I John 4: 18 “There is no fear in love; but perfect love casteth out fear: because fear hath torment. He that feareth is not made perfect in love.”
This may be my favorite verse of all the fear nots! What a reminder to this Chicken little heart of mine. Love eliminates fear! Fear is from hell. If I fear, I have not quite got all the LORD has for me down in the core of my being. This year I learned this quote by the Asaro tribe: “Knowledge is only a rumor until it lives in the bones.”

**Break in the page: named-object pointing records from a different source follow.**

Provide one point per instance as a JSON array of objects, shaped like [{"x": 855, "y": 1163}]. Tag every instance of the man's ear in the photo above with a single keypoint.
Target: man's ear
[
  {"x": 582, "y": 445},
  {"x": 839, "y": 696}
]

This Scripture is the LORD of LOVE saying to us, “I Love YOU and all this you have read and studied is of no value unless you give me your fear and trust me to carry you through whatever lies before you! I will NEVER leave you or forsake you!” (Deuteronomy 31:6, Hebrews 13:5, John 14:18-28)
When I was barely twenty years old, a new bride, and a girl with an agenda (plan of how my life was going to go………) the officer and gentleman called to say he had a new job and it was in the state of Maryland!!!! To say I was not thrilled is an understatement. This was nowhere on my well thought out life map. I had never been out of the state of Alabama except to the panhandle of Florida and I was registered to begin classes at the University of Alabama. I had six short weeks to “like” the idea of this move to a major metropolitan area (smack in the middle of the Baltimore-Washington corridor) where I knew NOT A SOUL save my officer and gentleman. So, after I bid my mom and siblings a tearful goodbye, our drive to our new “home” state was a quiet one! Just tellin’ the truth. Not proud of it. I faced some big challenges: I found myself in less than desirable housing while we searched for a home. I had never driven in such traffic and was unsure I would ever be able to drive 90 mph (speed limit then was 85mph with six to eight lanes of traffic and exits on both sides of the road). Finding a new church family proved to be daunting. I needed to look for a job because now I had to establish residency before I could resume classes due to the out of state tuition expense, and the cherry on top of this blizzard of emotions was I discovered I was pregnant and had no doctor and no one to ask who to use! Enter what had all the potential to be a meltdown of global proportions.
The reality, it never happened. I felt safe and secure and fear never crept in. The reason? I was surrounded by a love that I believed would take care of me, the baby I now carried, and this was ENOUGH!
His love for me cast out all my fear of all the unknowns. There was no doubt in my heart.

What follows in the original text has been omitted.